PERDÃO MILIONÁRIO



Tudo começou em 2010, quando o Executivo municipal resolveu criar uma lei para flexibilizar a construção de hotéis em Belo Horizonte, instituindo, dessa forma, a operação urbana de estímulo ao desenvolvimento da infraestrutura de saúde, de turismo cultural e de negócios, com a alegação de requisito para a realização da Copa do Mundo de 2014. 

A edição da Lei 9.952/10 surgiu então sob os auspícios benevolentes da prefeitura e anuência da Câmara dos Vereadores, sem consulta prévia à população, mas com força política suficiente para causar estupefação na sociedade, posto que nem as Áreas de Diretrizes Especiais (ADEs) ficaram fora do alcance da corrida da especulação imobiliária, em prejuízo declarado das garantias sociais, a exemplo do ocorrido na região da Pampulha. 

O evento da Copa do Mundo restou sobrestado pelos erros de rumo governamentais e apagado pelo fraco desempenho da seleção canarinha. No entanto, na capital mineira, os investidores da hotelaria acreditavam ainda no êxito de seus empreendimentos, alavancados graças à lei especial de um município dotado de bondade excessiva com o poder econômico, mas rude no trato com a coletividade e com o meio ambiente. 

Passados quase dois anos do fracassado evento esportivo, o setor hoteleiro da cidade não evoluiu, nem mesmo com as facilidades municipais adquiridas, haja vista a reduzida taxa de ocupação e o excesso de oferta, atualmente com hotéis fechando as portas e demitindo pessoal, valendo notar que, dos 73 alvarás de construção concedidos pela prefeitura, apenas 35 novos hotéis foram entregues dentro do prazo. 

Contudo, o outro lado da moeda viria com as condições da lei, que prevê multa pelo seu descumprimento, ou seja, caso as obras não fossem concluídas até fevereiro de 2014, o empreendedor estaria sujeito ao pagamento de multa calculada com base no valor venal do imóvel, constante do cadastro do ITBI do município. O resultado, hoje, é de R$150 milhões devidos pelos hotéis que estão com obras em atraso. 

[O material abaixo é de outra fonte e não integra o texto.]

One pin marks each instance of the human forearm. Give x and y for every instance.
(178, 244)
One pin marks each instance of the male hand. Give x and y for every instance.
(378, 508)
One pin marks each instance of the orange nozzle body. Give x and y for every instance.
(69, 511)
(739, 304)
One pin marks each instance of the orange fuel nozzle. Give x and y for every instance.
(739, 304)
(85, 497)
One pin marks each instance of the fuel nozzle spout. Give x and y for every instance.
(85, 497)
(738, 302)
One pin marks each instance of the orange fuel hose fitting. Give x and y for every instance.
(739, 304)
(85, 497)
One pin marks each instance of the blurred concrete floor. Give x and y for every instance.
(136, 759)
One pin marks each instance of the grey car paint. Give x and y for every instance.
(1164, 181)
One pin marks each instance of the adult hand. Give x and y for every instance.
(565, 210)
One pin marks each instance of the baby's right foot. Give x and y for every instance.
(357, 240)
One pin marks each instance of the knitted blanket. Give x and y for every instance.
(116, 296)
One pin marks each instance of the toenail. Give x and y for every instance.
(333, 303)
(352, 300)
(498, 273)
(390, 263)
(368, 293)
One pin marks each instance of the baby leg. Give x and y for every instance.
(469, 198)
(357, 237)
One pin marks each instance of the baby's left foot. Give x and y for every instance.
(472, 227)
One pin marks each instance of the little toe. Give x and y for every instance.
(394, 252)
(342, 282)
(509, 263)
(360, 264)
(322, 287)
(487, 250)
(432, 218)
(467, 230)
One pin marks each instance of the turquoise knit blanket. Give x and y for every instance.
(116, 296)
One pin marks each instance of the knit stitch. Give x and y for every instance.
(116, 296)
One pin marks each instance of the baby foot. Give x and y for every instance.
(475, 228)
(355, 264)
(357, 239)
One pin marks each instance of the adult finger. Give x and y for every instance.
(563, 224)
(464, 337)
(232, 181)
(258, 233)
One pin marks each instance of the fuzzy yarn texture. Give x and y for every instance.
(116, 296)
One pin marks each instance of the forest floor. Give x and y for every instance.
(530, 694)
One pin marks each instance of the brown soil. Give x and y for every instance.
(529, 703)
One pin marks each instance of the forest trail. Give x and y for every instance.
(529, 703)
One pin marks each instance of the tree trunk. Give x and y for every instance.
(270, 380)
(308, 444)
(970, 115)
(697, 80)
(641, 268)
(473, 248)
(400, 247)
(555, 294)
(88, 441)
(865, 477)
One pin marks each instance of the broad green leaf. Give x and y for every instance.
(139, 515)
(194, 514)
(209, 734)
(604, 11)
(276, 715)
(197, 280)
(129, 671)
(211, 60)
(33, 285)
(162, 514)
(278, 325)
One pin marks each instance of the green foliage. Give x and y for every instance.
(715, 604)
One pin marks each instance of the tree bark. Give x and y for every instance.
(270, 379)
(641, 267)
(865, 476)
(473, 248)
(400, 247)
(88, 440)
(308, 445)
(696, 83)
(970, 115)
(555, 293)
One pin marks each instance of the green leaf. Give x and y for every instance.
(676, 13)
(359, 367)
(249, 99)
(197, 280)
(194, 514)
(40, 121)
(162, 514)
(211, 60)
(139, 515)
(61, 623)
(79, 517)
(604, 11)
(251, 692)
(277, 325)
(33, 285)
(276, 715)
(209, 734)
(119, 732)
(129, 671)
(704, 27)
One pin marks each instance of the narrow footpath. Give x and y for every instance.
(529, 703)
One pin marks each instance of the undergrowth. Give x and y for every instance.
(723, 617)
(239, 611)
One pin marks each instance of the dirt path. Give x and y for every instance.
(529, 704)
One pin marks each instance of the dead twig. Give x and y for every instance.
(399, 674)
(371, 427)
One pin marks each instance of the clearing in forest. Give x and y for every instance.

Para remediar o seu equívoco de grandeza, a prefeitura, condescendente com os empreendedores e sem saber como cobrar a multa milionária dos inadimplentes, decidiu pela rápida tramitação do Projeto de Lei 1.498/2015, com proposta de perdão de 50% a 70% das multas devidas, o que equivale a uma perda de receita significativa, além do que, cria o precedente de que outros devedores poderão pleitear anistia análoga, porquanto o tratamento isonômico é dever constitucional do ente da Federação. 

Se, por um lado, o Executivo banca de bonachão com o chapéu do povo, por outro, o Legislativo imprimiu rapidez na tramitação da proposta, aprovando em 2º turno os cento e cinquenta milhões de perdões concedidos aos hotéis que, em vez de penalidade, recebem anistia, com as peculiares saudações da política abastada. Esse projeto, de descontos milionários nas multas, revela-se como um prêmio àqueles que descumpriram o estabelecido, enquanto os empreendedores que se esforçaram pelo cronograma, pagam de herdeiros da crise impiedosa que mutila o setor hoteleiro da capital.

Para completar o ato de excessiva camaradagem, o Executivo municipal acaba de sancionar a Lei 10.911, que assegura a anistia aos hotéis inacabados. Entretanto, vale salientar que a prefeitura torna-se responsável pela condução do diálogo com as demais unidades hoteleiras em funcionamento, que enfrentam dificuldades operacionais, respeitados os princípios da legalidade, da impessoalidade, da moralidade, da publicidade e da eficiência (art. 37, da Constituição), que regem a administração pública. 

De sorte que, já sancionada a lei, para compensar o meio ambiente tão violentado pela verticalização nos últimos tempos, melhor seria verter os restantes 50% que serão arrecadados com as multas, em prol da defesa das áreas verdes da cidade, preservando-as intactas para as gerações presentes e futuras, numa medida no mínimo razoável, do ponto de vista da cidadania.

Wilson Campos (Advogado e Ambientalista).